Hi, everyone!
I am faced with a strange problem: WinDBG does not display WOW64 stacks correctly for Windows 11 targets.
After switching into WOW64 context by issuing "!wow64exts.sw" or ".process /r /P XXX;.thread /w YYY" command and then entering "k" (display stack backtrace) we see something like this:
00 0104e554 989067f8 0x99005974
01 0114ff14 76665d49 0x989067f8
02 0114ff24 77b9d6db kernel32!BaseThreadInitThunk+0x19
03 0114ff7c 77b9d661 ntdll_77b30000!__RtlUserThreadStart+0x2b
04 0114ff8c 00000000 ntdll_77b30000!_RtlUserThreadStart+0x1b
Instead of normal:
00 0114fd50 77b86467 ntdll_77b30000!NtWaitForWorkViaWorkerFactory+0xc
01 0114ff14 76665d49 ntdll_77b30000!TppWorkerThread+0x347
02 0114ff24 77b9d6db kernel32!BaseThreadInitThunk+0x19
03 0114ff7c 77b9d661 ntdll_77b30000!__RtlUserThreadStart+0x2b
04 0114ff8c 00000000 ntdll_77b30000!_RtlUserThreadStart+0x1b
This can be easily reproduced during debugging Windows 11 24H2+ target or when analyzing crash dump created on such OS, no matter kernel or user mode.
…
As our research shown, Windows 11 24H2 adds new values to ContextFlags for WOW64 thread context prior to jumping in 64 mode.
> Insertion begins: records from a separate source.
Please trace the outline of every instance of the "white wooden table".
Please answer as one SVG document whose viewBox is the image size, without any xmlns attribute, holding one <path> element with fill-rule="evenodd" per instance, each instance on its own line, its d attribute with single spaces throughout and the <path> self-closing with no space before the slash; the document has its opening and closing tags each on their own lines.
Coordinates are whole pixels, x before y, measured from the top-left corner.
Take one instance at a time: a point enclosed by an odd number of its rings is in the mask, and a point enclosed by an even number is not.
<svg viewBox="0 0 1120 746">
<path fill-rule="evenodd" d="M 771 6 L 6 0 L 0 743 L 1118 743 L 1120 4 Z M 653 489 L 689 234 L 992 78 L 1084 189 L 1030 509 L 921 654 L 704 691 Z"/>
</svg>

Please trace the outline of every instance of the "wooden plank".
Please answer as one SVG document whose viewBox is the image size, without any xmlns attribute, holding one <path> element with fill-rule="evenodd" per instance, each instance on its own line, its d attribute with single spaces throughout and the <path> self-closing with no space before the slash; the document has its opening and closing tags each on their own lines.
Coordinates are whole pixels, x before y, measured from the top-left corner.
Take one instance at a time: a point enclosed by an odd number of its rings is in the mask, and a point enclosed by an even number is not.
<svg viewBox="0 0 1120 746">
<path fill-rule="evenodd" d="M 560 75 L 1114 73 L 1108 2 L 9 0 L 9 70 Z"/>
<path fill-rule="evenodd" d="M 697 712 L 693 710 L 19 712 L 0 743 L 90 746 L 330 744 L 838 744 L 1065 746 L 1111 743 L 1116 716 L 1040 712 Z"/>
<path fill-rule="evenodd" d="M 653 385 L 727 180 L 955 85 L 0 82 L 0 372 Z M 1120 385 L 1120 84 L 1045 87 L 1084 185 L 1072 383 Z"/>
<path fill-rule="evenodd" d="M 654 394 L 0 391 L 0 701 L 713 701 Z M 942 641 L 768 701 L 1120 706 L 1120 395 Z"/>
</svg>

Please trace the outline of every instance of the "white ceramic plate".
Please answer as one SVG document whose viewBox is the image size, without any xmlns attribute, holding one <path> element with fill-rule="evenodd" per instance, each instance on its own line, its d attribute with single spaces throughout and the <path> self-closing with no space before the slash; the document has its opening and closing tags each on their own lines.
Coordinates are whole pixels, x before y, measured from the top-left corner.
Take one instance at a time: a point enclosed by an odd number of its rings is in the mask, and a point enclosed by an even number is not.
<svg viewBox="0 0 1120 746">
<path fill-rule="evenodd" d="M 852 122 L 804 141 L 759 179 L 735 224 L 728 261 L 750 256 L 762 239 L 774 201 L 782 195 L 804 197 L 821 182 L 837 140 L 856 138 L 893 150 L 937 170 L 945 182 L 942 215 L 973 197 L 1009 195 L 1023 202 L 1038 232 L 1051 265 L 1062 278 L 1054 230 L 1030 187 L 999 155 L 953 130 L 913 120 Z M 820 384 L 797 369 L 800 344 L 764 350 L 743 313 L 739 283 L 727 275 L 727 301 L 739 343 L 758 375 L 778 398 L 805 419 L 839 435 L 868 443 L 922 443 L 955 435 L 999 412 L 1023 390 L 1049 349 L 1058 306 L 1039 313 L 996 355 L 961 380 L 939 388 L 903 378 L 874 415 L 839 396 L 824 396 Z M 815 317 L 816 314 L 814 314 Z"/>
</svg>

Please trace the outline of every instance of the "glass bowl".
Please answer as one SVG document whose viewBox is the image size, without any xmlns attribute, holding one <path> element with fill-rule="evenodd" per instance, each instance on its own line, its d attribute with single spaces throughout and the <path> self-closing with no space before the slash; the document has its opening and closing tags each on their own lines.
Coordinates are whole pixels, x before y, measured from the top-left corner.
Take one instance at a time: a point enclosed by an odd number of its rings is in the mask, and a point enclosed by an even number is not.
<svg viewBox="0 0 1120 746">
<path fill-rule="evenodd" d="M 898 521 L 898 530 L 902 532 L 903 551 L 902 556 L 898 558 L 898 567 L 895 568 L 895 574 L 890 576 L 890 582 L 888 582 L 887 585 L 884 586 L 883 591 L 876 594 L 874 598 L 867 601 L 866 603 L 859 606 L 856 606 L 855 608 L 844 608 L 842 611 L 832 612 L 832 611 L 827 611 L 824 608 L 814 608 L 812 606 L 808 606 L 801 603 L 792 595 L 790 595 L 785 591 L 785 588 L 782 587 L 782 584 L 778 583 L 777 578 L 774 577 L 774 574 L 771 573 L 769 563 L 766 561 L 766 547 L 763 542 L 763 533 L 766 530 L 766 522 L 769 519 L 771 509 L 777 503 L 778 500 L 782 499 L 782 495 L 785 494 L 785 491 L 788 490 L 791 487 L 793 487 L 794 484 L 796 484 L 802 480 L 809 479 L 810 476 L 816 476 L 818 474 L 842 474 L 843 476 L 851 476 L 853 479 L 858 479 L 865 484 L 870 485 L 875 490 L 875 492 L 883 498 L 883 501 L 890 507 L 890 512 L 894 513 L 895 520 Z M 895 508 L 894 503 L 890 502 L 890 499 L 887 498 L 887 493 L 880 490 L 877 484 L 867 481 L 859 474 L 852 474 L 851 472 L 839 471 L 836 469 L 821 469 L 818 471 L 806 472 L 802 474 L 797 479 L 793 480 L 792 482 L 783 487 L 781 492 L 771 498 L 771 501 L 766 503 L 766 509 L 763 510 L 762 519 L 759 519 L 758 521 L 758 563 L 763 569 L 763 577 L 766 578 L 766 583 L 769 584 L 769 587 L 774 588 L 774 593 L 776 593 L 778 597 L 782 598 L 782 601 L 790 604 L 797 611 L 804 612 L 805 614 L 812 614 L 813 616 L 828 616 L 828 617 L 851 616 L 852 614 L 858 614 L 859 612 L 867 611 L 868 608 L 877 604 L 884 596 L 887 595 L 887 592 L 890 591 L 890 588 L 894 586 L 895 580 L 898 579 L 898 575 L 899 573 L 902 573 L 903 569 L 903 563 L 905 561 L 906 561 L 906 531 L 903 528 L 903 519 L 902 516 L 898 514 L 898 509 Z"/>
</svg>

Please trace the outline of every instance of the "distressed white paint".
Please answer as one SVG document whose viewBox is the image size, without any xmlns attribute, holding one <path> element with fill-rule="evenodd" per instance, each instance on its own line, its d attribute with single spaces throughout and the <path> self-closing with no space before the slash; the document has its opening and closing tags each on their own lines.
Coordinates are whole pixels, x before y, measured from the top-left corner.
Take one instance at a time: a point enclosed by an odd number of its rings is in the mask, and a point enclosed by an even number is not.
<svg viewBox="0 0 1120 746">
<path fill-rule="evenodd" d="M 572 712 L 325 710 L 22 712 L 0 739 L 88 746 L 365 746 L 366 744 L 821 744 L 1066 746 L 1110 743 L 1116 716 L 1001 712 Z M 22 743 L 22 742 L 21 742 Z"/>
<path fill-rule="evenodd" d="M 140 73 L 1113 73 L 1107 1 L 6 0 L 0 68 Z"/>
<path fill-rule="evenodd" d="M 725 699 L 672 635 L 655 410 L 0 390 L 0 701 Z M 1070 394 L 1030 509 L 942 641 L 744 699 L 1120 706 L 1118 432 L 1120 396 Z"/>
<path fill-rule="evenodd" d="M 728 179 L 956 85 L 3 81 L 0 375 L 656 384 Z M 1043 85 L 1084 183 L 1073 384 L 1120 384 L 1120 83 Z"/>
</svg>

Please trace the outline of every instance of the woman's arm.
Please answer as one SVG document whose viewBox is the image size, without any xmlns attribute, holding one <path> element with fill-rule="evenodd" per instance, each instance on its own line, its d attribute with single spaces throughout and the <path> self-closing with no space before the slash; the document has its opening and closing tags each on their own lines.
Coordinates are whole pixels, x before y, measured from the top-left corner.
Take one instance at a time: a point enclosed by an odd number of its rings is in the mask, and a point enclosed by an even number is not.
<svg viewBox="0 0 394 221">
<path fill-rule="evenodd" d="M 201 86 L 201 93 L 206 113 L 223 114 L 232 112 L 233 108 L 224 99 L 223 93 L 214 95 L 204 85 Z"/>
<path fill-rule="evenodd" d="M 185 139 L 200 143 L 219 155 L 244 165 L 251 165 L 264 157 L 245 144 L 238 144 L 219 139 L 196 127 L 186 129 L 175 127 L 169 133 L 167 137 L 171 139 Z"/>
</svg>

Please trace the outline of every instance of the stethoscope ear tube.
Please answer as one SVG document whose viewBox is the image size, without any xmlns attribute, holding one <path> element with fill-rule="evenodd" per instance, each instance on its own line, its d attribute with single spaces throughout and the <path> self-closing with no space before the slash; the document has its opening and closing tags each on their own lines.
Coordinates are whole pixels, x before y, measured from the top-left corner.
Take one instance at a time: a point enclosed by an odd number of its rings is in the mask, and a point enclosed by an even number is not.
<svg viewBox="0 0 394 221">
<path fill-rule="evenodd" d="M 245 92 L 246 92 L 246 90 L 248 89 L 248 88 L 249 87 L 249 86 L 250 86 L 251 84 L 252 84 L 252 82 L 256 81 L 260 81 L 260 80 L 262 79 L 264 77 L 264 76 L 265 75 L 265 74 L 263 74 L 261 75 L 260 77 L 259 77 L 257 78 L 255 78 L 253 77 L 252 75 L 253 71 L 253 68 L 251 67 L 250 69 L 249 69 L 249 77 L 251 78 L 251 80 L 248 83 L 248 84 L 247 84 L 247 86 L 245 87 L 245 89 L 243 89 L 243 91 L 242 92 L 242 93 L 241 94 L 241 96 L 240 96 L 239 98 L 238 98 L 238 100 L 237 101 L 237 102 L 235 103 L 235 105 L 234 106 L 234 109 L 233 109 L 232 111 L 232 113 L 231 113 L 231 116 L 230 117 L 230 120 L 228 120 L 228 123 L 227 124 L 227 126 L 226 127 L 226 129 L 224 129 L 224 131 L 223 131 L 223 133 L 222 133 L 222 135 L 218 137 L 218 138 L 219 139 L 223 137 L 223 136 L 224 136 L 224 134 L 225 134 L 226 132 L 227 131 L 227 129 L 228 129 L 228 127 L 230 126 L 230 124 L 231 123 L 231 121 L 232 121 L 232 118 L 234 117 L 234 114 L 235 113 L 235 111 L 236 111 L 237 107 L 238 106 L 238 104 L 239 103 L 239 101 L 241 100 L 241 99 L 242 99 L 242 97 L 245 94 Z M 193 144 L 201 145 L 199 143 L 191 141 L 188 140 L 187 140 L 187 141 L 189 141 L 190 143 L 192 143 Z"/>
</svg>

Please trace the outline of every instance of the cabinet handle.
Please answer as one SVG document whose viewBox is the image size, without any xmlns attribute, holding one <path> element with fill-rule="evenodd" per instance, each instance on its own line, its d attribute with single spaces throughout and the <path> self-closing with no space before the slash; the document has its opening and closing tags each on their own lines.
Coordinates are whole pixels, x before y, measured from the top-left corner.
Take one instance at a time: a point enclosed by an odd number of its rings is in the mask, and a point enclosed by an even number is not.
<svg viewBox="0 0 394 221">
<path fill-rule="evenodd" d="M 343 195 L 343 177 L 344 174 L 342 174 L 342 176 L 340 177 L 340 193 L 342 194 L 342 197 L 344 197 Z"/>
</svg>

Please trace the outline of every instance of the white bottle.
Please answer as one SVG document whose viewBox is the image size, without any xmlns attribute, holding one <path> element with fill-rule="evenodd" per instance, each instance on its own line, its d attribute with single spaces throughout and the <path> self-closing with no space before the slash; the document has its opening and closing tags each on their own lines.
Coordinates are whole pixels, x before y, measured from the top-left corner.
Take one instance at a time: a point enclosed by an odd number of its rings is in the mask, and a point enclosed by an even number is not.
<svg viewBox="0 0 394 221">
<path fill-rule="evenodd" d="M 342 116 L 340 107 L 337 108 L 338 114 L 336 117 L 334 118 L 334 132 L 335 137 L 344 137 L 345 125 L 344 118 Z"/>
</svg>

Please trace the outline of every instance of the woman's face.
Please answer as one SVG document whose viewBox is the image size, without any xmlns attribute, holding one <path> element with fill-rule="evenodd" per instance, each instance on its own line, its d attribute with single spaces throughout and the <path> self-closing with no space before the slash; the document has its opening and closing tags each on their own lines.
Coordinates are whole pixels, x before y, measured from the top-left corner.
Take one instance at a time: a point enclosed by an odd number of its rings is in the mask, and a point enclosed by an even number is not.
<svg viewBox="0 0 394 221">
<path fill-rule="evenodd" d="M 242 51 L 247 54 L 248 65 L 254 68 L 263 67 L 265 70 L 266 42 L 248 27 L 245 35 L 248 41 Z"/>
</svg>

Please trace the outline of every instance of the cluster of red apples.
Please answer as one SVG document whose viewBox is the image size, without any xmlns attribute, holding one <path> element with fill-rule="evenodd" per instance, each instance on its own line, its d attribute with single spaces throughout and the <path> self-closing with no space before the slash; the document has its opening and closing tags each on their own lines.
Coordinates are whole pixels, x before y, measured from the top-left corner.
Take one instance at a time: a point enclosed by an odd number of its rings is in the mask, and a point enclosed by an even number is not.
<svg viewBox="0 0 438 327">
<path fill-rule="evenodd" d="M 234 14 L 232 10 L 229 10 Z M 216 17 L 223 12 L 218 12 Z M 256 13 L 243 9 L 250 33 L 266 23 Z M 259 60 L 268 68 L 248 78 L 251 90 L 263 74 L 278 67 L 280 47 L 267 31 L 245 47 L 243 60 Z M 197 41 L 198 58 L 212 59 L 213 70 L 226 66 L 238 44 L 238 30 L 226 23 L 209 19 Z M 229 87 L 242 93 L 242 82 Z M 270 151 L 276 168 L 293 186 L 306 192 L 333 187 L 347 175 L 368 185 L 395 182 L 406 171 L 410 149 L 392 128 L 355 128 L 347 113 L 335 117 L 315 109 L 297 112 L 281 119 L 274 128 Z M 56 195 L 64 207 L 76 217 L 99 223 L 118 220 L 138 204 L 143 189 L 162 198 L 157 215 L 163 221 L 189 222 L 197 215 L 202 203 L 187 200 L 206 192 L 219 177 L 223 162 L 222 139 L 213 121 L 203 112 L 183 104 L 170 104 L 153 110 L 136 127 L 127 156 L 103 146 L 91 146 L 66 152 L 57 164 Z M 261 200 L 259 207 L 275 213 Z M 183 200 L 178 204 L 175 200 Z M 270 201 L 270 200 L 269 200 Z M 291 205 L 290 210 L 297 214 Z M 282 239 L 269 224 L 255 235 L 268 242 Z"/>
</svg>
The new value is CONTEXT_XSTATE flag (0x40).
And then, when trying to copy this context into internal buffer, WinDBG encounters an error, probably because XSTATE-context is large than expected.
So WinDBG is unable to switch into WOW64 context and stack trace is broken. Also, an error message may appear: "Effective machine and debuggee state conflict, disassembly not possible".
FYI: WOW64 context is stored inside TEB.TlsSlots[TLS_CPURESERVED (1)], immediately after two WORDs. Use "!wow64exts.info" to display address of TLS_CPURESERVED block.
I found some possible workarounds:
- Use old WinDBG version.
On Windows 10 and higher WinDBG (dbgeng.dll) uses ntdll!RtlCopyContext - this is a root of problem.
Latest WinDBG that is not affected was shipped with Windows 8.1 SDK and it is still available for download.
- Run WinDBG in compatibility mode.
Still possible, but, unfortunately, the 'Compatibility' tab is hidden in newest Windows versions (and "__COMPAT_LAYER" environment variable also doesn't work as I expected).
- Patch dbgeng.dll, on disk or in memory.
For example, you may write 6.2 into 'g_DebuggerVersionInfo' (actually, OSVERSIONINFO) or even modify version check in 'MachineInfo::XplatCopyWowContext', so the call to RtlCopyContext will never occurred anymore. Note that pdb symbols for windbg modules are available along with other - thanks to MS
.
- Patch ContextFlags of the corresponding thread context.
Just remove CONTEXT_XSTATE bit and everything will work again.
Hope that somebody from WinDBG team will read this post and then, eventually, appropriate fix will be released.